After the S&P rating's agency stripped several Euro zone countries of their AAa ratings, most notably and predictably, France, they said they'd be focusing on the financial sector; true to their word, they downgraded 34 of 37 Italian banks today. This is not just information for information's sake, but bond holders in corporate debt as well as some equity investment companies have rules they must follow in what grade investment they hold and if that investment sees its credit rating lowered, it is likely to see its corporate bonds and equity shares sold as well.
Furthermore this does nothing to help their liquidity and access to money in the intrabank lending system, not that the system works; the fact the ECB has to provide LTROs to the banking system is evidence that the financial markets are frozen up, just like in 2008 here in the US.
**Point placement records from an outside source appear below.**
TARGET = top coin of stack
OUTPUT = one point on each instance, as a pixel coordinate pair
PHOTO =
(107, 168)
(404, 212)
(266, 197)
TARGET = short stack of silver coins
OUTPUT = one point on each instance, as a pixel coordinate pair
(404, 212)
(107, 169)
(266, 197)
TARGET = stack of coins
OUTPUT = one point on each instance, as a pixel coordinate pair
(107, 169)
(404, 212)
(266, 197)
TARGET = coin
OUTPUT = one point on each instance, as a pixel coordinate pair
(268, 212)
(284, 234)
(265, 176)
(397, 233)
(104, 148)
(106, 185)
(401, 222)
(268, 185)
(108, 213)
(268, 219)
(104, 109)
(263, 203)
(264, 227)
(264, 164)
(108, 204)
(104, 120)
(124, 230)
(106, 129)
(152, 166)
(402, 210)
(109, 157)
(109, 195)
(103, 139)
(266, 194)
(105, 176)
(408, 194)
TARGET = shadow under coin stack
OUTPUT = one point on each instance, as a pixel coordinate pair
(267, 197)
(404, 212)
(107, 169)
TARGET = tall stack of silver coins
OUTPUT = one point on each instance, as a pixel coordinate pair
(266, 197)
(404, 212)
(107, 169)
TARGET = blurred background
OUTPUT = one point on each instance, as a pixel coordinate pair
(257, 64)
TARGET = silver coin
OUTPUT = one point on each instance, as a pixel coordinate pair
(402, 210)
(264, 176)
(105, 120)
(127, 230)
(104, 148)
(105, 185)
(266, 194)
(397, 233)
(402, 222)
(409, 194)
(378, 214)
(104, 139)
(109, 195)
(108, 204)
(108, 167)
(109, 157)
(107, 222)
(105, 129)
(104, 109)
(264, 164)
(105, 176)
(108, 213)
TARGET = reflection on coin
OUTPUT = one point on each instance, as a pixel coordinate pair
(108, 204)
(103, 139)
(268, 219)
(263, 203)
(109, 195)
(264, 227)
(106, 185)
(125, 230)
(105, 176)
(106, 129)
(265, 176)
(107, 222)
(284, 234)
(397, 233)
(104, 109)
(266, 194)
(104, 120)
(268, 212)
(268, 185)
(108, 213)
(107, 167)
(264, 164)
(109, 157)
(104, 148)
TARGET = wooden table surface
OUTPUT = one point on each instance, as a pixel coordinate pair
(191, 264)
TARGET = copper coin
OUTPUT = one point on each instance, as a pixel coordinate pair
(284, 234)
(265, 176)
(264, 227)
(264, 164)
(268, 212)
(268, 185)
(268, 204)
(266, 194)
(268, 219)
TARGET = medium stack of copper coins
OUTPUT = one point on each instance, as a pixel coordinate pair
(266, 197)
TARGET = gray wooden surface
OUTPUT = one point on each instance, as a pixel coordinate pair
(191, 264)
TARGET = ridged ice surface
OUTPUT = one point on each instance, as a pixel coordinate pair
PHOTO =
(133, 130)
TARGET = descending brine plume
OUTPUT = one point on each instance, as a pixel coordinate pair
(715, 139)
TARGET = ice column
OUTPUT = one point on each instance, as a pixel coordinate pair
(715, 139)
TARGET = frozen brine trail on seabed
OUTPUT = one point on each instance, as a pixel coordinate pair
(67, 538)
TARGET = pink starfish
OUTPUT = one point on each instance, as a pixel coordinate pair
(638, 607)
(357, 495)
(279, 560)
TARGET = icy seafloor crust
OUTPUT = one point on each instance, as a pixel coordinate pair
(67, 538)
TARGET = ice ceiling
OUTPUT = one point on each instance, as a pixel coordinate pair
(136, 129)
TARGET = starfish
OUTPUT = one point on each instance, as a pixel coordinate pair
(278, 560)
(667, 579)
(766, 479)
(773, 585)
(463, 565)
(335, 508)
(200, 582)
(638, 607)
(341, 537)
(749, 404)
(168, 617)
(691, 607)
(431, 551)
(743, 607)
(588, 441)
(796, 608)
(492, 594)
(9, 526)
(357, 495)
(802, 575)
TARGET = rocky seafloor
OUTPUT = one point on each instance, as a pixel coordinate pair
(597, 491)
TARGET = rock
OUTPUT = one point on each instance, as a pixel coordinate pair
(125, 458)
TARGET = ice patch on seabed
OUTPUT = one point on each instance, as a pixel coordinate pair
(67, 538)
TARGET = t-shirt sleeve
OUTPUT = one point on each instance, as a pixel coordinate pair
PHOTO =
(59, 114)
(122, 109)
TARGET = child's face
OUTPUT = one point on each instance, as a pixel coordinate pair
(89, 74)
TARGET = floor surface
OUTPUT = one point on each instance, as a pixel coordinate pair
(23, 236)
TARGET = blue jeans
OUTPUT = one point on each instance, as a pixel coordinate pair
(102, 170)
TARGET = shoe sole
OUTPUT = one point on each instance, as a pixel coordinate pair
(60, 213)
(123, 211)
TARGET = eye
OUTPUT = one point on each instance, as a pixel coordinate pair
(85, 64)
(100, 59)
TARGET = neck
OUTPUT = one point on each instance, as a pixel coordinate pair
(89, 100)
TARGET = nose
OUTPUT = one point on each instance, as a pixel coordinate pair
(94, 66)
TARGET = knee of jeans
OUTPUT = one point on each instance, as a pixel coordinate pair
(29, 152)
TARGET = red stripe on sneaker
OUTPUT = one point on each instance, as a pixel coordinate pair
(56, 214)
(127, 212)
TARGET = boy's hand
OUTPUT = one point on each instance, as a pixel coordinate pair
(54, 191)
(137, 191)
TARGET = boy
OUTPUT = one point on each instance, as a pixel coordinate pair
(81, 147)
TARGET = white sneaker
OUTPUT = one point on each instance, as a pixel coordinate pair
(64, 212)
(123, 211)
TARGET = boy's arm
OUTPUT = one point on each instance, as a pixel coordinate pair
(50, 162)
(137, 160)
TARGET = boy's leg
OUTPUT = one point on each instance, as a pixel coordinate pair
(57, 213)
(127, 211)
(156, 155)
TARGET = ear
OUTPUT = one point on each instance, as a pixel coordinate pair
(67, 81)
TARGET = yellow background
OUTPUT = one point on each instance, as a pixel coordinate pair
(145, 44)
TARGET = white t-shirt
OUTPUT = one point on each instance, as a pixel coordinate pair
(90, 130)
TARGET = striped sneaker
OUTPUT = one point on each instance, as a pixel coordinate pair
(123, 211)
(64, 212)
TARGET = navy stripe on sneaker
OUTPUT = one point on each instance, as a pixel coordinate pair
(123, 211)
This is just the first round, the S&P will release downgrade after downgrade as they make their way through each country's financial system. The LTRO (one is coming up and huge demand was expected), may very well produce the same stigma that borrowing from the F_E_D's discount window created, which told the shorts which banks to go after. So the next LTRO this month should be interesting as a half a dozen bank in the EU have already made a point to let everyone know that they DID NOT participate in the LTRO, more or less saying, "it wasn't us, we're ok"
Depending on how many more banks the S&P downgrades and locks out of the liquidity market, the LTRO take up may change dramatically from earlier estimates of over a trillion dollars.